RN Care manager responsible for working with Complex Care Team and Primary Care Providers to stabilize and support highest risk Top 5% Medicaid patients; also, supports ongoing relationship with site providers.

The Complex Care Manager works with relevant stakeholders to identify and engage patients in care management, focusing on patient experience, improving health, and reducing cost. This individual will collaborate with Community Wellness Advocates (also known as Community Health Workers) in the completion of assigned patient care related tasks. The individual is responsible for working with patients to identify strengths and barriers and to develop an individualized, patient-centered care plan.

Excellent interpersonal skills, clinical expertise in conditions prevalent in the Medicaid population (Substance Use Disorder, Serious Mental Illness, Congestive Heart Failure [CHF], etc.), patient engagement skills, and the ability to work independently and collaboratively are key requirements of the job.

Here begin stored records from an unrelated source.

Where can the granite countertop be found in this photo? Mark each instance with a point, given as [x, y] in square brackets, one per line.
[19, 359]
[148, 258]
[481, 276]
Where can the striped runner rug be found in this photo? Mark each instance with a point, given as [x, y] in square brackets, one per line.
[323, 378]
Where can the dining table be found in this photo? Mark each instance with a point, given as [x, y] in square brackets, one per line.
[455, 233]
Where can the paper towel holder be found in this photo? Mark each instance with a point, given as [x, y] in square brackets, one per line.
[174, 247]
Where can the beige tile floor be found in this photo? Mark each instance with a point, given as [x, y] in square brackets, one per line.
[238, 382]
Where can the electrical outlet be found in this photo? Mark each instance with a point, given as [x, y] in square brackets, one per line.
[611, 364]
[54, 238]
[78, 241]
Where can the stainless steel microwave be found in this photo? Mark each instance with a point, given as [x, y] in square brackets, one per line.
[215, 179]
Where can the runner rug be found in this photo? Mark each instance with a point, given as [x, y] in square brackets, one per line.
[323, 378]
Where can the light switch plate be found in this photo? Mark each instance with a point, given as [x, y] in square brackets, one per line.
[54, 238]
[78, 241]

The CCM team is embedded in local primary care practices. The team partners closely with PCPs, Integrated Behavioral Health Professionals, Pharmacists, and other local resources in the Primary Care Practice to develop multi-disciplinary care plans. CCM Nurses will proactively seek opportunities to care for patients, including during primary care visits, during ED or IP visits, in the community, and remotely via telephonic means.

Nurses will be paired with Community Wellness Advocates on a shared patient panel, where the CWA will focus on social determinants of health.

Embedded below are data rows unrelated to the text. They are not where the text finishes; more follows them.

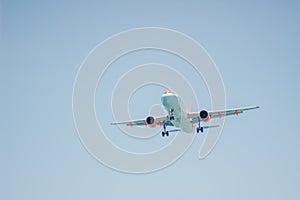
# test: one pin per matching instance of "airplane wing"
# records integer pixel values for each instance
(143, 122)
(195, 117)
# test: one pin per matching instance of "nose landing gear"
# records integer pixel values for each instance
(199, 128)
(165, 132)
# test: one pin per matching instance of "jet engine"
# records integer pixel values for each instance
(151, 121)
(204, 116)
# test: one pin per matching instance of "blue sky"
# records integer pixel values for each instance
(255, 46)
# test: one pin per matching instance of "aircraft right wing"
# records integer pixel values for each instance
(151, 121)
(195, 116)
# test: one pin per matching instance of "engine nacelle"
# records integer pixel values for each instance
(204, 116)
(151, 121)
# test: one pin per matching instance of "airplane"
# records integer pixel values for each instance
(180, 118)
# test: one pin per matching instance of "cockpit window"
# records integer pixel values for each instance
(168, 91)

Position: Complex Care Manager RN
Department: Population Health Care Management
Schedule: Full Time
Format: Hybrid

Essential Duties/Responsibilities

Compensation will be based on a salary/incentive plan.

Key Functions/Responsibilities
  • Identify and recruit appropriate patients for care management from lists and referrals, in collaboration with supervisors, local clinical site leaders, and health plan colleagues
  • Ability to execute core care management duties:
    • Comprehensive assessment: bio-psycho-social-spiritual
    • Collaboration with patient and care team to develop patient-centered care plan, with particular focus on chronic disease management, social determinants, transitions of care and advanced care planning (HCP, MOLST)
    • Implementation of care plan;
    • Collaboration with community partners, such as VNA agencies, caregiver programs (PCA, ADH, AFC), DME providers and social service agencies;
    • Assessment of goal completion, with transition of patient to inactive or graduated status as appropriate.
  • Uses reflective, empathetic language and open-ended questions to understand what the patient truly wants for him/herself beyond being healthy and staying out of the hospital
  • Meet the patient where he/she is; observe the patient without intervention or judgment
  • Has knowledge of common chronic medical conditions presented in the population served and is able to:
    • Educate the patient on their medication conditions and medications, and build their self-management skills;
    • Use motivational interviewing to promote behavioral change;
    • Assess, triage, and rapidly respond to clinical changes that could lead to the need for emergency services if not intervened upon.
  • Delegates assignments to Community Health Workers and/or Patient Navigators or Social Workers and follows up on completion.
  • Tracks individual performance metrics
  • Consistently available for timely consult regarding patient matters during business hours
  • Participates in local site operations, including team meetings, curbsides with care team members, etc.
  • Actively participates in planning and growth of the program with relevant stakeholders as needed, to respond to evolving needs of Mass Health ACO.
  • Facilitates interdisciplinary consultation on patient’s behalf through participation in rounds, team meetings, and clinical reviews
  • Complies with established metrics for performance and adheres to documentation and workflow standards
  • Maintains HIPAA standards and confidentiality of protected health information.
  • Adheres to departmental/organizational policies and procedures.